Essential Information

The United States Air Force (USAF) offers a multitude of career options for all types of candidates, from those who have only a high school education to doctors and attorneys. Positions are divided into three groups: enlisted persons, officers and healthcare workers.

Career Critical Care Nurse Aerospace Maintenance Worker Pilot
Education Requirements Bachelor's or master's in nursing High school diploma or equivalent, plus 15 college credits Bachelor's degree
Air Force Training Five-week program that covers physical health and military healthcare practices Sixty days of Basic Training and technical proficiency classes Nine-week Officer Training School
Base Pay (2015)* $3,673.50 per month (for all 2nd Lieutenants) $1,680.90 per month (for all E-1 Airmen) $3,673.50 per month ( for all 2nd Lieutenants)

Source: *U.S. Air Force (salary for lowest-ranked enlisted and officers)

Career Options

Enlisted persons may work in one of four career tracks: mechanical, administrative, general and electronics. Mechanical careers are usually in an aircraft-related position, such as aerial gunner apprentice, aircraft structural maintenance apprentice and aircrew flight equipment apprentice. Administrative careers vary from managerial positions to entertainment positions, such as regional band apprentice. General careers may overlap with some administrative careers but include work in the medical or dental field, engineering, law or broadcasting. Electronics careers may overlap with some mechanical careers but include work with weather, space systems and biomedical equipment.
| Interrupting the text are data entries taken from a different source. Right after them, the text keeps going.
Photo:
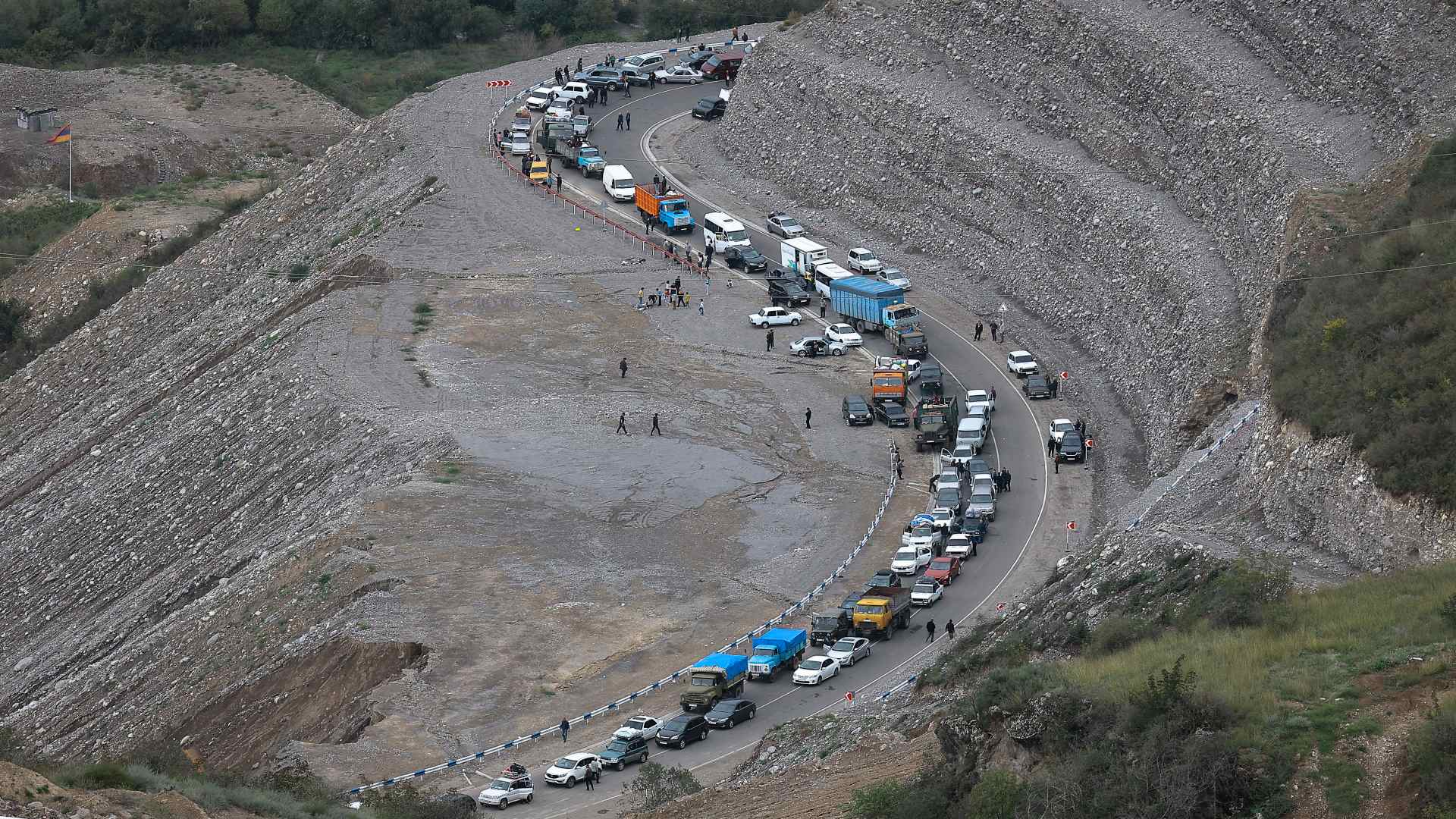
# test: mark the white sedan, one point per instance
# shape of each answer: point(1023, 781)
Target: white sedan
point(679, 74)
point(635, 727)
point(927, 592)
point(772, 316)
point(843, 334)
point(820, 347)
point(816, 670)
point(1060, 428)
point(849, 651)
Only a small percentage of officers have flight careers, with the majority in technical, non-technical and specialty careers. Technical careers include engineer, scientist and weather officer. Non-technical officers may work in combat rescue, logistics or special investigations. Specialty officers may lead the band, perform religious services or work as a judge advocate general or attorney.

Healthcare workers in the USAF may work as doctors, nurses, dentists, pharmacists, medical administrators or other healthcare profession. Generally, continuing education and other benefits are offered as part of the employment package of healthcare workers.

Critical Care Nurses

Critical care nurses assist in the treatment of injured and sick patients who are in immediate need of attention. Oftentimes in the military, critical care nurses must brave dangerous situations to reach injured officers and civilians. The Air Force trains these nurses to operate under extreme duress, both on the ground and in the air.
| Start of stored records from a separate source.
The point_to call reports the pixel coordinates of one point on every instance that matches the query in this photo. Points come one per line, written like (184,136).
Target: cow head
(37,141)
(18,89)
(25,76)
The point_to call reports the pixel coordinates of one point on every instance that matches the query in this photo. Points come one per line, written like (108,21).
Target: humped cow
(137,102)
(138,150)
Aerospace Maintenance Workers

Those working in aerospace maintenance inspect and repair the planes. Every day, they test different components of aircraft to make sure they are safe to fly. Like all enlisted soldiers, aerospace maintenance workers must undergo Basic Training.
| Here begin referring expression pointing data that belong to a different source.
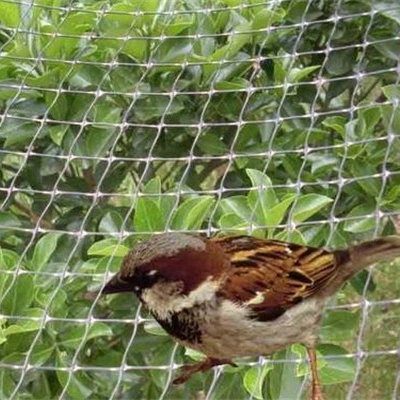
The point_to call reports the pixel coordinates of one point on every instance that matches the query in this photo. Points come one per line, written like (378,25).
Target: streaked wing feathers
(270,276)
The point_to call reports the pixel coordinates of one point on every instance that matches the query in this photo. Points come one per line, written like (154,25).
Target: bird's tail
(362,255)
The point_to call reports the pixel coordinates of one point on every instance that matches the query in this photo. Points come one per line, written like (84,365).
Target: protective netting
(122,118)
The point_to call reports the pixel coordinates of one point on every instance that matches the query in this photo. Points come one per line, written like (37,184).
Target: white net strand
(178,69)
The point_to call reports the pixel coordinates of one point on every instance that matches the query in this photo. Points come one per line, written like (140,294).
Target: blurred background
(123,118)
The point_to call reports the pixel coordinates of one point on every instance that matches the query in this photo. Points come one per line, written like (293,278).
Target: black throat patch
(184,325)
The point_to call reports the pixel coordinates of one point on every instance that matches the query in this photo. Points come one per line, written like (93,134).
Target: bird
(238,296)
Pilots are used in the military for a wide variety of reasons, from fighting to reconnaissance to transportation. Pilots are officers in the Air Force and are thus expected to demonstrate leadership skills. Like all officers, pilots must possess a bachelor's degree and undergo a significant amount of physical training.

Job Requirements

All enlisted persons must have a high-school education and complete eight weeks of basic training upon entry into the military. After enlisting in the USAF, they are required to attend the Community College of the Air Force (CCAF) and study one of five career tracks: aircraft-related maintenance, electronics, healthcare, logistics or public services. Upon completion of the CCAF, selected enlisted persons may participate in the Airmen Education and Commissioning Program (AECP) and be eligible to become officers by pursuing their bachelor's degree in certain fields needed by the USAF. Enlisted persons who entered with a bachelor's degree in a non-AECP field may also be eligible to participate in the AECP and earn a second bachelor's degree.

Officers must have at least a college degree prior to entering the USAF. They must complete a 12-week officer-training program and may have the opportunity to pursue graduate studies or continuing education. Commissioned officers--which include all officers in the healthcare, legal and religious fields--are required to enter the USAF with the educational requirements of their profession already completed. They must undergo a 5-week commissioned officer training program.

Employment Outlook and Salary Information

The U.S. Bureau of Labor Statistics (BLS) reported that the number of active-duty and reserve service members would not change much until 2028 at least, but it expected good employment opportunities for all members of the U.S. Armed Forces from 2018 until 2028. According to the U.S. Air Force, the lowest-ranked critical care nurses and pilots, who are officers, make a base pay of $3,673.50 per month. E-1 Airmen make a base pay of $1,680.90 per month while they are basic airmen, the lowest rank for enlisted officers in the Air Force.

In addition to a high school diploma or GED, you'll need 15 college credits to qualify as an aerospace maintenance worker. Critical care nurses and pilots require at least a bachelor's degree. Once they complete basic training and CCAF, enlisted personnel may have the opportunity to advance to officer status through the Airmen Education and Commissioning Program.